04 February 2010

A Threat to Reproductive and Media Justice: The Super Bowl Saga Continues

Despite an impressive no-holds-barred campaign led by the Women's Media Center (WMC) and other national organizations, CBS continues to hold on for dear life to the $2.5 million ad revenue promised by the Focus on the Family anti-choice Super Bowl ad. There's been a significant amount of coverage of this dispute in mainstream media, but what seems to be missing is mention of the fact that while yes, this is about reproductive rights and justice, it's about media justice, too.

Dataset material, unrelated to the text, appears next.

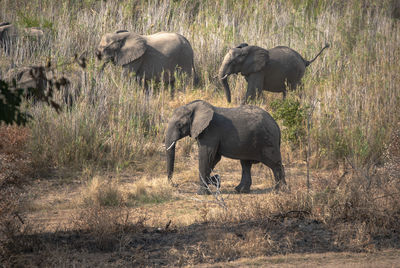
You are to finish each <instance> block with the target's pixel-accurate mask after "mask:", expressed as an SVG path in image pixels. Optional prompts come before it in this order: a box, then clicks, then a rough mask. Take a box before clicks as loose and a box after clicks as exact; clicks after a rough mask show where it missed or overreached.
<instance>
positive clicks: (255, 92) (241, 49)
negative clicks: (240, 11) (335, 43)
mask: <svg viewBox="0 0 400 268" xmlns="http://www.w3.org/2000/svg"><path fill="white" fill-rule="evenodd" d="M328 47H329V45H328V44H327V45H325V47H324V48H323V49H322V50H321V51H320V52H319V53H318V55H317V56H315V57H314V59H312V60H311V61H307V60H305V59H304V58H303V57H302V56H301V55H300V54H299V53H297V52H296V51H294V50H293V49H291V48H288V47H285V46H278V47H274V48H272V49H269V50H266V49H264V48H261V47H257V46H248V45H247V44H246V43H243V44H240V45H239V46H237V47H235V48H232V49H230V50H229V51H228V53H227V54H226V55H225V57H224V60H223V62H222V64H221V67H220V69H219V75H218V76H219V79H220V80H221V83H222V84H223V86H224V90H225V94H226V98H227V101H228V102H231V92H230V89H229V84H228V76H229V75H231V74H237V73H241V74H242V75H243V76H244V77H245V79H246V81H247V83H248V84H247V92H246V96H245V98H244V100H243V103H246V102H247V100H248V99H254V98H255V96H256V93H258V94H259V95H261V93H262V90H266V91H271V92H282V93H283V97H284V98H285V96H286V83H287V84H288V86H289V89H291V90H294V89H296V87H297V85H298V84H299V83H300V80H301V78H302V77H303V75H304V71H305V69H306V67H307V66H308V65H310V64H311V63H312V62H313V61H314V60H315V59H316V58H317V57H318V56H319V55H320V54H321V53H322V51H323V50H324V49H325V48H328Z"/></svg>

As we noted before, WMC, Planned Parenthood and other advocates are taking CBS executives to task for overruling a long-held policy "prohibiting advocacy ads, even ones that carry an 'implicit' endorsement for a side in a public debate" in favor of Focus on the Family's harmful, divisive anti-choice message. In 2004, when its anti-advocacy policy was still in place, CBS turned town an ad by the United Church of Christ intended to demonstrate that all people -- including LGBTQ people -- should be welcome in church because it ostensibly promoted gay marriage. Just this year, however, coinciding with their acceptance of the Focus on the Family ad, CBS rejected an ad for a gay dating site and another featuring a "flamboyant" ex-football player because, CBS claimed, it "had the potential to offend a significant number of people." And an anti-choice ad doesn't?

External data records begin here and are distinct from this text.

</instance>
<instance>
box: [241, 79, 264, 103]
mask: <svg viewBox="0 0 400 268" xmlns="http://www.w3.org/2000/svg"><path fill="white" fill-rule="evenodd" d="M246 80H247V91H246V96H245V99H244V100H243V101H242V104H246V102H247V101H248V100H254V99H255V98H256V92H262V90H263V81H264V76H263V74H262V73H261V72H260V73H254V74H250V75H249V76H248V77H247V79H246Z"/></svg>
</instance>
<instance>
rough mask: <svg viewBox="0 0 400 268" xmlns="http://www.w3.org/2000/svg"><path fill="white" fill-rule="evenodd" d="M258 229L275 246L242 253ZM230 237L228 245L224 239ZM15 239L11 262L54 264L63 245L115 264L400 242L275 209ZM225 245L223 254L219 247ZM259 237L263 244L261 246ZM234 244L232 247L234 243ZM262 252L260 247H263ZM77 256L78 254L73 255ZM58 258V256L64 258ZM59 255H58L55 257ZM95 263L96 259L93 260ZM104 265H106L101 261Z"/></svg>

Hypocrisy, bias and dollar signs are written all over this. CBS responded to criticism about the Focus on the Family ad by inviting ads expressing an alternate point of view, seemingly trying to express its neutrality in the abortion debate (or transparently garner more ad revenue -- there's no doubt CBS is struggling). But, as Jehmu Greene, President of WMC, writes, its decision to air the anti-choice ad belies such neutrality, aligns CBS -- and the NFL -- with an incendiary organization, and suggests more dangerous liaisons between conservative groups and corporate media in the future:
CBS' decision to debut its new policy of accepting advocacy ads during the Super Bowl by climbing in bed with a right-wing, anti-woman, homophobic organization -- and the NFL's explicit endorsement -- indicates a clear bias. That this unprecedented break from a longstanding tradition of relative political impartiality comes on the heels of a Supreme Court decision bestowing person-hood on corporations is a real threat to fair representation in the media.
As major networks continue to face declining ad revenue and weakening influence in the media market, who knows what strange -- or likely -- bedfellows they'll seek? Perhaps, Jodi Jacobson of RH Reality Check writes, with both Focus on the Family and CBS in need of a financial boost, theirs is "a marriage made in conservative heaven." A frightening thought, and a rallying cry for reproductive justice, social justice -- and media justice, now.

Photo: Not Under the Bus

1 comment:

  1. It's no surprise that when corporate media is involved it's never an equal "playing field." How many progressive organizations have (and would want to) spend 3 million for an ad? Yet another reminder that media justice advocacy and independent media are critical in lifting up the voices of those most marginalized from mainstream discourse.